E sei ancora più stronza perchè finisce che io le domande me le faccio sul serio, e comincio davvero a domandarmi se non sia il caso di mangiare meno e pensare meno, di perdere più tempo nei centri commerciali e di chiedere ai tipi con cui esco se mi portano la borsetta e se si mettono la mia stracazzo di foto nel portafogli.
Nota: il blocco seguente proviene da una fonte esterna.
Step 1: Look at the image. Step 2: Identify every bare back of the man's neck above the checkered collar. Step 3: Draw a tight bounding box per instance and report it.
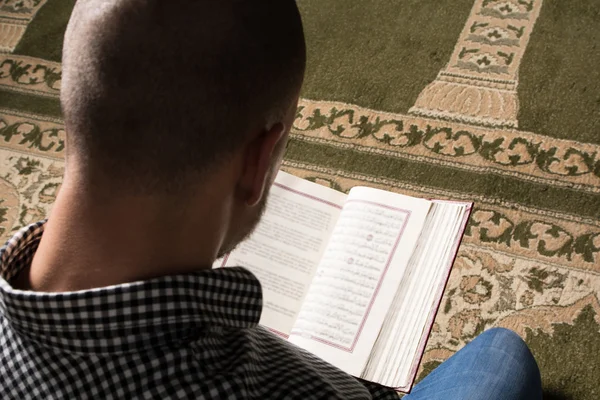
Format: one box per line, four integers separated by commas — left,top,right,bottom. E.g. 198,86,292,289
15,173,228,292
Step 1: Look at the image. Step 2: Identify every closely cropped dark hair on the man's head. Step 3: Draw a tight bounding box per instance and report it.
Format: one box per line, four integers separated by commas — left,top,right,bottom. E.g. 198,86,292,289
61,0,306,193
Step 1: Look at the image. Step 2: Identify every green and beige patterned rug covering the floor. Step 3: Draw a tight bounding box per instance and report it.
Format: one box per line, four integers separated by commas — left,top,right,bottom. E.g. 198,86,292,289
0,0,600,399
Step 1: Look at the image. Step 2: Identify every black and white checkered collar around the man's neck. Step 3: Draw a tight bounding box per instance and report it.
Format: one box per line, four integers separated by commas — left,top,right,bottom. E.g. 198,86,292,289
0,221,262,353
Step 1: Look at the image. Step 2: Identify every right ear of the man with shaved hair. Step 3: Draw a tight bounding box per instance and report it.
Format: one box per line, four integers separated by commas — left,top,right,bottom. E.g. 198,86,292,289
239,123,285,207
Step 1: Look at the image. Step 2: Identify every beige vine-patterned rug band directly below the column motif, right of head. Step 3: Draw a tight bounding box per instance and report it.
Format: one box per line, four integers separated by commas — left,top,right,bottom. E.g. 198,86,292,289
294,99,600,193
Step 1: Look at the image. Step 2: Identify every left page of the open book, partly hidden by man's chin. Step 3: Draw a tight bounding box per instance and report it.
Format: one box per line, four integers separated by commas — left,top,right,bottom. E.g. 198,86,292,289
215,172,346,337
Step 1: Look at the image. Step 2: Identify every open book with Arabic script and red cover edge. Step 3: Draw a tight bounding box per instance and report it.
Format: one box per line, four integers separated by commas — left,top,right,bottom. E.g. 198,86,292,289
215,172,472,392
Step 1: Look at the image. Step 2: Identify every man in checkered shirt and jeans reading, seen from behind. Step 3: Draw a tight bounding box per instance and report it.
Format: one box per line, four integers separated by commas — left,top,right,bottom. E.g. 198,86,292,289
0,0,540,399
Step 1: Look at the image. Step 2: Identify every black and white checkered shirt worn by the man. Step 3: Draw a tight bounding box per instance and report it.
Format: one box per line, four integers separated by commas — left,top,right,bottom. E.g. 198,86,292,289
0,221,398,400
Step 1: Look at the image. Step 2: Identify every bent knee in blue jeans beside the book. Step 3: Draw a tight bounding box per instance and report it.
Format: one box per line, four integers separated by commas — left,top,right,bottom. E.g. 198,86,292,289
403,328,542,400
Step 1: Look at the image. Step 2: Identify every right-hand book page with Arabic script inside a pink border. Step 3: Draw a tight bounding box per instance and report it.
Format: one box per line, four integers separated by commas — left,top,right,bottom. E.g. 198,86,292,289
289,187,431,376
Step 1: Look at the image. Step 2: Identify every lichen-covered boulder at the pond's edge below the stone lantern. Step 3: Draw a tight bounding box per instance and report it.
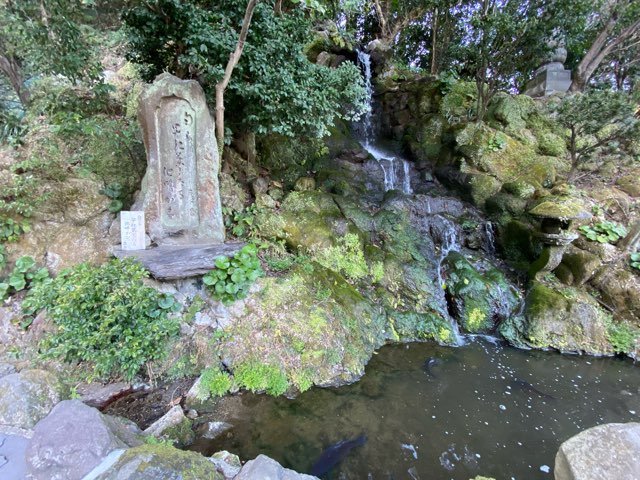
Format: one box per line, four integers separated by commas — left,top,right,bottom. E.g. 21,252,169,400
524,281,614,355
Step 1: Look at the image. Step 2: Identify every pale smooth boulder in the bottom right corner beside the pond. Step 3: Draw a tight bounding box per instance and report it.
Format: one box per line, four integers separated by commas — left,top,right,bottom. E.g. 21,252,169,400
554,423,640,480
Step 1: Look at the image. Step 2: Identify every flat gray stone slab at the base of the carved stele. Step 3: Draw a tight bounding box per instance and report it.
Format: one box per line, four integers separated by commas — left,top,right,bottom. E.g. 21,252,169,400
113,243,245,280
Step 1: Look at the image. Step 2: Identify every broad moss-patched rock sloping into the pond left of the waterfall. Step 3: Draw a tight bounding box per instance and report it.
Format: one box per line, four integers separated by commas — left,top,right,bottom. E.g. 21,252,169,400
221,263,391,395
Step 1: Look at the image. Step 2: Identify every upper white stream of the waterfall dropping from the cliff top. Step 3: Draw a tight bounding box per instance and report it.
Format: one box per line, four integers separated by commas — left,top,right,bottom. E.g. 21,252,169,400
358,51,413,195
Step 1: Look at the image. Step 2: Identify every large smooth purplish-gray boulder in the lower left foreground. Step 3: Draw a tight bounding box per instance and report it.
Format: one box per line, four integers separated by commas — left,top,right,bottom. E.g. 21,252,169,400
26,400,142,480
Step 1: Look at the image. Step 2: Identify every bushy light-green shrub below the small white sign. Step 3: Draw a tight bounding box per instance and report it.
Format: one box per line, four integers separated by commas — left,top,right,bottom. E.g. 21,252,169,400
23,260,180,380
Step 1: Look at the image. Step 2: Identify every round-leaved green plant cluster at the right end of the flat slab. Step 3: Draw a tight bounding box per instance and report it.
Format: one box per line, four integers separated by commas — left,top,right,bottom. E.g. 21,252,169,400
202,244,264,305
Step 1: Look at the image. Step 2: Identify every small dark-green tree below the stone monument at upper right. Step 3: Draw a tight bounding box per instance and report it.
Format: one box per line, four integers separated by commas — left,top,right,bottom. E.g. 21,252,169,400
552,90,640,170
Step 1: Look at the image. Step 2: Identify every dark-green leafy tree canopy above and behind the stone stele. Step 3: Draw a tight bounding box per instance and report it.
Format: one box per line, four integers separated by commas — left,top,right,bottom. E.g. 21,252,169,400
123,0,366,137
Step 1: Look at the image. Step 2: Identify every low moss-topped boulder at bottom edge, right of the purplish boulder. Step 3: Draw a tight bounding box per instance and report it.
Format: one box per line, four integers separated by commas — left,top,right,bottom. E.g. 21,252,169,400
96,445,224,480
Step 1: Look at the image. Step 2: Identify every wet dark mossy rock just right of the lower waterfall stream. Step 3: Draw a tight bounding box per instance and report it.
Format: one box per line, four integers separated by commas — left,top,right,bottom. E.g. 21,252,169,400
443,252,519,333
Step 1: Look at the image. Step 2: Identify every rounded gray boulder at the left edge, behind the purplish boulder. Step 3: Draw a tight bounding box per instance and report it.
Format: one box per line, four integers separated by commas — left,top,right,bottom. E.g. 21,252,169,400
0,370,66,429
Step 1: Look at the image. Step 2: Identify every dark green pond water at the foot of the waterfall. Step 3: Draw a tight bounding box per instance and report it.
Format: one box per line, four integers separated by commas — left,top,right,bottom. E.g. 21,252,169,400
193,339,640,480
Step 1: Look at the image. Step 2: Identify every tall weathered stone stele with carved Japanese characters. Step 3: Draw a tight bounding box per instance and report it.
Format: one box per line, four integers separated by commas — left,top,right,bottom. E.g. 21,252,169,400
132,73,224,245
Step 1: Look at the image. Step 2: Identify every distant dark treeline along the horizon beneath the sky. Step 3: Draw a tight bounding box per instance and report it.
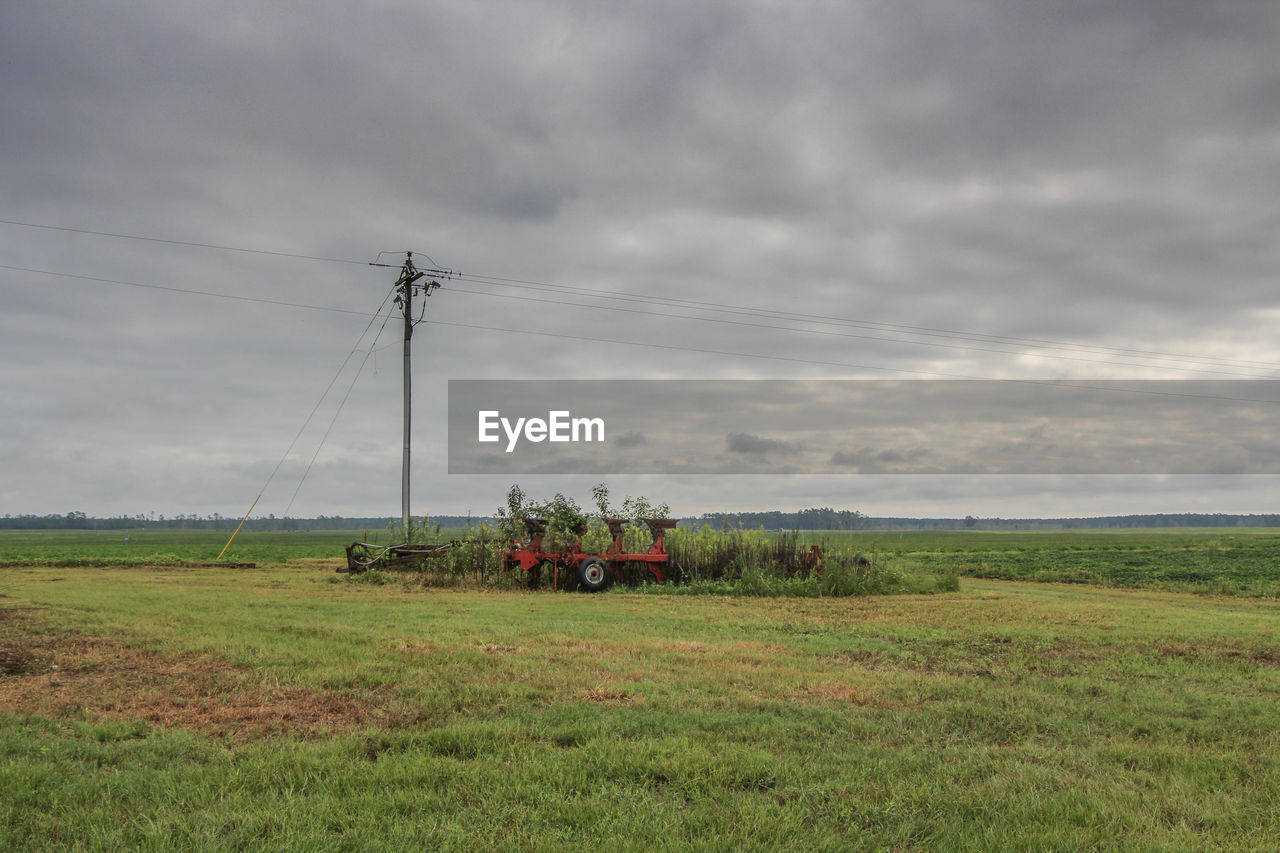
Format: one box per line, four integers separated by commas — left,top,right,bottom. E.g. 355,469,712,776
0,507,1280,530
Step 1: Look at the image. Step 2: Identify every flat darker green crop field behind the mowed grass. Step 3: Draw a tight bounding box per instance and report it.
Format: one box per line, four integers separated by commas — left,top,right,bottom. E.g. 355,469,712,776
0,528,1280,598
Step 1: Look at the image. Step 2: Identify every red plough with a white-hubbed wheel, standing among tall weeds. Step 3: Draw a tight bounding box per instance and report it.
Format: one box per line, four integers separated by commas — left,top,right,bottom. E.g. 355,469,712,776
502,519,676,592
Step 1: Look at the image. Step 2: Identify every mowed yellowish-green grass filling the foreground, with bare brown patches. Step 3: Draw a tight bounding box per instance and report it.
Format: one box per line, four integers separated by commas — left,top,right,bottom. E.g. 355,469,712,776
0,566,1280,850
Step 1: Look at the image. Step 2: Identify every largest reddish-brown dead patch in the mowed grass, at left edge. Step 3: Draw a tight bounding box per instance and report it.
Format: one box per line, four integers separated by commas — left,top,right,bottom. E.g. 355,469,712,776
0,611,394,742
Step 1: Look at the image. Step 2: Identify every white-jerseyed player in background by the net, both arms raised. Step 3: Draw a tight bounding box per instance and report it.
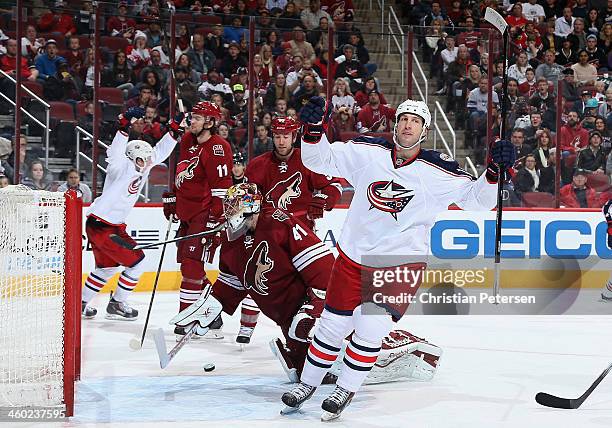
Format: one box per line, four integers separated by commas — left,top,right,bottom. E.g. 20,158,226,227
81,107,183,320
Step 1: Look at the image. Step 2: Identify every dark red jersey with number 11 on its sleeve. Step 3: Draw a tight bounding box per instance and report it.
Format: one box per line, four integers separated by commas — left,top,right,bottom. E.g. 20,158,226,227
174,133,233,221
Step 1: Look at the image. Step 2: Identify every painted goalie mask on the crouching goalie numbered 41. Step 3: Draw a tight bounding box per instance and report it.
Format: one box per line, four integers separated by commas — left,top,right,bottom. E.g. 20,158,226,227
223,183,261,241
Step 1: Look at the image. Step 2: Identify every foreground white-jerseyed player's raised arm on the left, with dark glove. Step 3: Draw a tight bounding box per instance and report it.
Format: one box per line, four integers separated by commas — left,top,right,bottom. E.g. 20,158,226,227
300,97,367,183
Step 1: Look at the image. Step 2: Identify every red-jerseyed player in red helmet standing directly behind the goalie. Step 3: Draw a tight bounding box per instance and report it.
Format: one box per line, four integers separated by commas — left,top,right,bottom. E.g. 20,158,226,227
236,116,342,343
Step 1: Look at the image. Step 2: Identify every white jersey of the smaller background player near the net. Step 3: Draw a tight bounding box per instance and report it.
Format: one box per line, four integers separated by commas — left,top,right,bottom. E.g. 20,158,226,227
87,131,176,225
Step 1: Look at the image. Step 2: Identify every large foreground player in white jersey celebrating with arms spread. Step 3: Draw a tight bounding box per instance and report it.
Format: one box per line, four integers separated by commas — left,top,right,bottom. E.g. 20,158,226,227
282,97,514,421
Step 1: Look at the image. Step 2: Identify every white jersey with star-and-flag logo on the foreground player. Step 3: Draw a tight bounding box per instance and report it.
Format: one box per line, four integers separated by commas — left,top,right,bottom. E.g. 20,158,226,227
301,135,497,267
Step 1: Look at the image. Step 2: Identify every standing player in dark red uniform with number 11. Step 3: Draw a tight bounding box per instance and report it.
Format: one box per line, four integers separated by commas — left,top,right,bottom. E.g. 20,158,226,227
163,101,233,335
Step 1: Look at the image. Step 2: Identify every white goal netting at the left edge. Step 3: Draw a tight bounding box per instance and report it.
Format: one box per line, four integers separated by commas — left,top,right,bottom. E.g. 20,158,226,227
0,186,65,407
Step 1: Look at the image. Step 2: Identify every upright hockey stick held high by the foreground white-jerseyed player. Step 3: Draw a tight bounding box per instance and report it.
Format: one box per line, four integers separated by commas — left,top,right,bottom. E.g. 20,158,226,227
485,7,508,301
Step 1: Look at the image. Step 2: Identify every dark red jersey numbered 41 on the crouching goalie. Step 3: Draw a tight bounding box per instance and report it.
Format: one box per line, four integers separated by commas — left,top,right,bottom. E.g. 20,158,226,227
213,207,334,326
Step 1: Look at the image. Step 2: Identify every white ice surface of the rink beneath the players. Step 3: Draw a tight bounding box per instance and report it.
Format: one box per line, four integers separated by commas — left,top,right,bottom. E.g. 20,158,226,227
25,292,612,428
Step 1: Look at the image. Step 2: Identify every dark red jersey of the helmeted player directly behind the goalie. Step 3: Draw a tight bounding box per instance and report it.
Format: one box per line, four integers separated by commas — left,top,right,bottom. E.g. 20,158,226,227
244,149,342,225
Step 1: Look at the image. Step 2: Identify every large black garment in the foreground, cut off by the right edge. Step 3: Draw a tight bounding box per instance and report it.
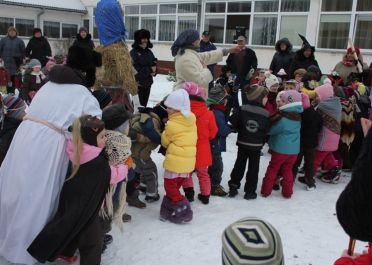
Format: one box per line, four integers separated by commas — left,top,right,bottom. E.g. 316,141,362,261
336,129,372,242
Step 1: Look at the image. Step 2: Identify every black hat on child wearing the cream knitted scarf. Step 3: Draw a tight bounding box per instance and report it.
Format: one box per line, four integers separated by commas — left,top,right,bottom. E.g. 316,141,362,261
102,104,131,130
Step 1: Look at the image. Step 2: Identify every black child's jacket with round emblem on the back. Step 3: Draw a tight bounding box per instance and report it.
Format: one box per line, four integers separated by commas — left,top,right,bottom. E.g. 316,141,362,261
230,101,270,150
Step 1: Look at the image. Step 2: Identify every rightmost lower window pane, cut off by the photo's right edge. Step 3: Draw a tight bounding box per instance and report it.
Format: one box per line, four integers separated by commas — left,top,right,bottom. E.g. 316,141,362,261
354,15,372,49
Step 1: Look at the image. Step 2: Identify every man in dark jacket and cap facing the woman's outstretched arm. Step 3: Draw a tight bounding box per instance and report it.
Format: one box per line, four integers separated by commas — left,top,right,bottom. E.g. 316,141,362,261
226,36,257,108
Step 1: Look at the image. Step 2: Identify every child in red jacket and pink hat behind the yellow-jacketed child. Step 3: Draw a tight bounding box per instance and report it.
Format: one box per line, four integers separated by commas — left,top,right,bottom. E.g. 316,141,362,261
183,82,218,204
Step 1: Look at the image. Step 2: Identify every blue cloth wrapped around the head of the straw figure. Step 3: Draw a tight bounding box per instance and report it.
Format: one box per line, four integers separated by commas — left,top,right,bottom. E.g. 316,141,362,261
95,0,127,46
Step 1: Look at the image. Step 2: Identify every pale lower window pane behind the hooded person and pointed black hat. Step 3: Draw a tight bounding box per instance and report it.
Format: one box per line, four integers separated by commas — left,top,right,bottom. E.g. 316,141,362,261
279,16,307,46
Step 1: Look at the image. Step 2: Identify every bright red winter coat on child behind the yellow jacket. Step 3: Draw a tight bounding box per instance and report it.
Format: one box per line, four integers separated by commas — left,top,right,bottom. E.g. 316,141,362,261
190,99,218,168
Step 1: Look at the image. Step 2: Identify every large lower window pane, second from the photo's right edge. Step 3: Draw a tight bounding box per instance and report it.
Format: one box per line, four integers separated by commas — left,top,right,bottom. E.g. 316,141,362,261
318,15,350,49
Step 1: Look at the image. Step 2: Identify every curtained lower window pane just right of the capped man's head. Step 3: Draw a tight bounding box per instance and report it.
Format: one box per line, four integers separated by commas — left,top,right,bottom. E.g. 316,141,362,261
252,15,278,46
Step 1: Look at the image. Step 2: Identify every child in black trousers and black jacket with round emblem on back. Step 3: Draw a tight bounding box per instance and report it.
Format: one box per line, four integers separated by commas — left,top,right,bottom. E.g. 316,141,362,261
229,86,270,200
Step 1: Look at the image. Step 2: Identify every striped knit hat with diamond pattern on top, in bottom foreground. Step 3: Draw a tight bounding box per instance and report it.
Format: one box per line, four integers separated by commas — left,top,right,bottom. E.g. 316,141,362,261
222,218,284,265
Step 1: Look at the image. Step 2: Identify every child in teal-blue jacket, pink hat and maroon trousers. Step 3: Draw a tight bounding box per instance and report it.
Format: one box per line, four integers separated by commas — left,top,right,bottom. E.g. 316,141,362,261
261,90,303,199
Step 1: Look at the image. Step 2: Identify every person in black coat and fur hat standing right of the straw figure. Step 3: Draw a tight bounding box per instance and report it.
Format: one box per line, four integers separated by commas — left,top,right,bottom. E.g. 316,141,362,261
130,29,157,107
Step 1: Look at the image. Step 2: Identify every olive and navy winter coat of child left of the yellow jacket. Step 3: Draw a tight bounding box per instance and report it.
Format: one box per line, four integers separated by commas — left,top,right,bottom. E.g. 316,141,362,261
130,109,163,161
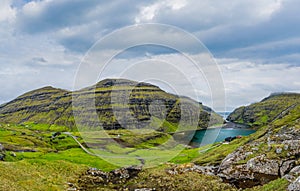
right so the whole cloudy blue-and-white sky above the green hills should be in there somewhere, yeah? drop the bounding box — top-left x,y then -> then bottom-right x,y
0,0 -> 300,111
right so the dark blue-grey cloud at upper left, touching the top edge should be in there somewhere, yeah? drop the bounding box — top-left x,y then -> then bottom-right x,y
16,0 -> 147,52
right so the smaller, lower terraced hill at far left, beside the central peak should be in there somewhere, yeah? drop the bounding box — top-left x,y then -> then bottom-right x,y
0,86 -> 74,127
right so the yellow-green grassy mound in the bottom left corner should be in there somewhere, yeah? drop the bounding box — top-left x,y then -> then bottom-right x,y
0,160 -> 86,191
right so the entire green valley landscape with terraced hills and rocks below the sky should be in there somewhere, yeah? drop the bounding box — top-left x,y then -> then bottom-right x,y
0,79 -> 300,191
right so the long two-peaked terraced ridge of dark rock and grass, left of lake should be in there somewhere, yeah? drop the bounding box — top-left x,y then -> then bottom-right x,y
0,79 -> 223,131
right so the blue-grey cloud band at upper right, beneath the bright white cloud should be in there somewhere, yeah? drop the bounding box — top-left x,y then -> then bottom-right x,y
199,0 -> 300,61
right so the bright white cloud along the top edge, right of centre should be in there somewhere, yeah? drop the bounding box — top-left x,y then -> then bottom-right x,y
135,0 -> 281,29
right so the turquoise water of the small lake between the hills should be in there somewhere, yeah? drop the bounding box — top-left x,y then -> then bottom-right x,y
192,128 -> 255,146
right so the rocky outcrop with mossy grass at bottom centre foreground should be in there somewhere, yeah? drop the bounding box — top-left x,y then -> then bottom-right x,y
74,163 -> 236,191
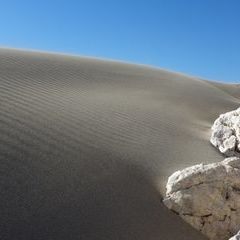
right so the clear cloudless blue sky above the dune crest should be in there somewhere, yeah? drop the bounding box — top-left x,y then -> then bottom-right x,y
0,0 -> 240,83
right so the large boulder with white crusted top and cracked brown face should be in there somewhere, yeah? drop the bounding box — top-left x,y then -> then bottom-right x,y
163,157 -> 240,240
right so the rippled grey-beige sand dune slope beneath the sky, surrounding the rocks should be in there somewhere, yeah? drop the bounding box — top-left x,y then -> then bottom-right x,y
0,49 -> 240,240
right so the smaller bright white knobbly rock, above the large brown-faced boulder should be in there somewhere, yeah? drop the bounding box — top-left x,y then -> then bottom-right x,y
210,108 -> 240,157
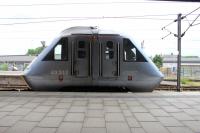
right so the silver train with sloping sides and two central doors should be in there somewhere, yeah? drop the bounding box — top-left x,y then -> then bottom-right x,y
24,27 -> 163,92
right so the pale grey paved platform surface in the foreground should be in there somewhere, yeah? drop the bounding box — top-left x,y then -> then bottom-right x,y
0,91 -> 200,133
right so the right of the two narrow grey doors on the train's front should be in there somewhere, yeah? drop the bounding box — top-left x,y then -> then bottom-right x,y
99,35 -> 120,78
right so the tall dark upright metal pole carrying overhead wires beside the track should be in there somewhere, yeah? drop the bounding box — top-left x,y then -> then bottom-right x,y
177,14 -> 181,91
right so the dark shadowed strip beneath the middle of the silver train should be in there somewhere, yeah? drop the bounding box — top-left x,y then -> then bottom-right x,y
59,86 -> 129,93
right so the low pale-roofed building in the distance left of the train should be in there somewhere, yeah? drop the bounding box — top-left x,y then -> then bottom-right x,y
0,55 -> 35,71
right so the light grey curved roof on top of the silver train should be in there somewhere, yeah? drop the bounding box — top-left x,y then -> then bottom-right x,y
61,26 -> 120,36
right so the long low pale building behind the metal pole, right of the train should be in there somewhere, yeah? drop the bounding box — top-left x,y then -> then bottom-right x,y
163,55 -> 200,77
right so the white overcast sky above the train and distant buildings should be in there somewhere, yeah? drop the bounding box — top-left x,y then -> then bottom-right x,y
0,0 -> 200,56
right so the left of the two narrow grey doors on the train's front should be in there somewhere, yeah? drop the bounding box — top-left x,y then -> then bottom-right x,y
72,36 -> 91,77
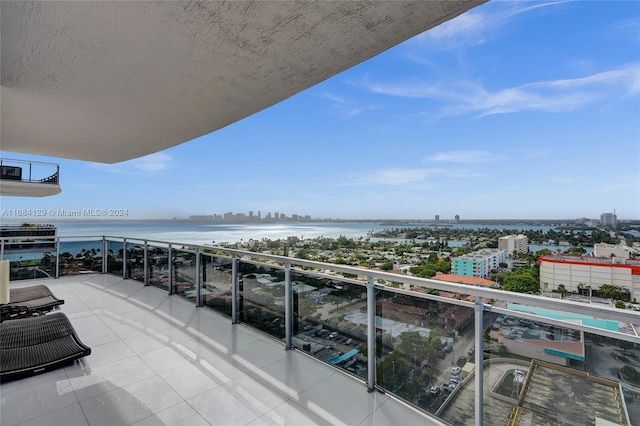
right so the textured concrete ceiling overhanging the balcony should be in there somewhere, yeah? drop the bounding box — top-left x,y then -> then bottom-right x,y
0,0 -> 485,163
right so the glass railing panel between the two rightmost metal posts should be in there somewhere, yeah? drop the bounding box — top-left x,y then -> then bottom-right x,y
376,290 -> 474,424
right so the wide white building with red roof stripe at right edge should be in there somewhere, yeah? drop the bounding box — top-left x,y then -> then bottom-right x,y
538,255 -> 640,301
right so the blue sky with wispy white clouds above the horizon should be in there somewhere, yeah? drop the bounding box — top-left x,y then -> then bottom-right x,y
1,1 -> 640,223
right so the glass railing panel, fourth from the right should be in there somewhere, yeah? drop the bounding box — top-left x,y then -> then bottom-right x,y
238,261 -> 285,339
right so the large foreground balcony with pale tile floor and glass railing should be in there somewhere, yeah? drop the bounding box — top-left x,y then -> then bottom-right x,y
0,236 -> 640,425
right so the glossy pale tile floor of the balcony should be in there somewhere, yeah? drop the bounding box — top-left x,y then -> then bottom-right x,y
0,274 -> 441,426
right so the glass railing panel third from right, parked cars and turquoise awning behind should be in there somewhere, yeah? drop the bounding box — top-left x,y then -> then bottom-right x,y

E mi fanno incazzare tutti questi luoghi comuni sulle donne che fanno sesso per far piacere ai loro uomini, sulle femmine che se fosse per loro eviterebbero ma poi per compiacere e via discorrendo, mi fanno incazzare ancora di più tutti i maschi che proprio questo vanno cercando, la bambola passiva preoccupata solo del fatto che essi, come si dice qua, finiscano.
Mi fanno incazzare tutti questi maschi occidentali che vengono a scoparsi le bambole di carne e non si fanno una domanda che sia una. E mi fanno incazzare le bambole di carne. E non capisco dove stia l’inghippo, dove si trovi il nodo.

Dove devo andare a tagliare con le mie forbici? con chi devo prendermela? ha senso che parli di educazione sessuale con tutte le donne che conosco con l’unico risultato di essere presa per una pazza volgare con tendenze alla prostituzione? Tutto questo mi fa incazzare e mi fa sentire terribilmente impotente.
Poi finisce che una sera sono a cena in mezzo a una colonia di canadesi e non so manco come ci sono finita, canadesi maschi e canadesi femmine, io l’unica non canadese, dunque tutti mi spiegano come si mangia il tacchino coi lamponi, o forse no, coi mirtilli insomma mi spiegano e sono gentili e a un certo punto mi rendo conto che ci sono diverse persone nella stanza che mi guardano come se io fossi attraente, cazzo, come se io fossi una donna attraente, mi guardano e mi desiderano, probabilmente in una maniera assai più che superficiale ma è chiaro che mi desiderano, e improvvisamente io mi scopro di nuovo attraente e mi incazzo ancora di più, porca miseria, perchè mi rendo conto di essere caduta in uno di quei profondissimi burroni culturali, mi incazzo ancora di più perchè mi rendo conto che sono settimane, mesi, che nessuno mi guarda così, e soprattutto mi incazzo ancora di più perchè questi stronzissimi canadesi hanno tutti i calzini di spugna bianchi e corti e io non ho nessuna voglia di scopare con uno coi calzini di spugna, bianchi e corti, porcamiseria.

Poi succede che finisce pure il weekend e io mi rendo conto che senza averci capito una cippalippa sono finita nel turbinio di una città dove siamo tutti di passaggio. Ma questo del passaggio è un concetto difficilissimo che si merita un altro post. Allora adesso vado a elaborare una metafora per spiegare ai miei amici il concetto di “pressione sociale”.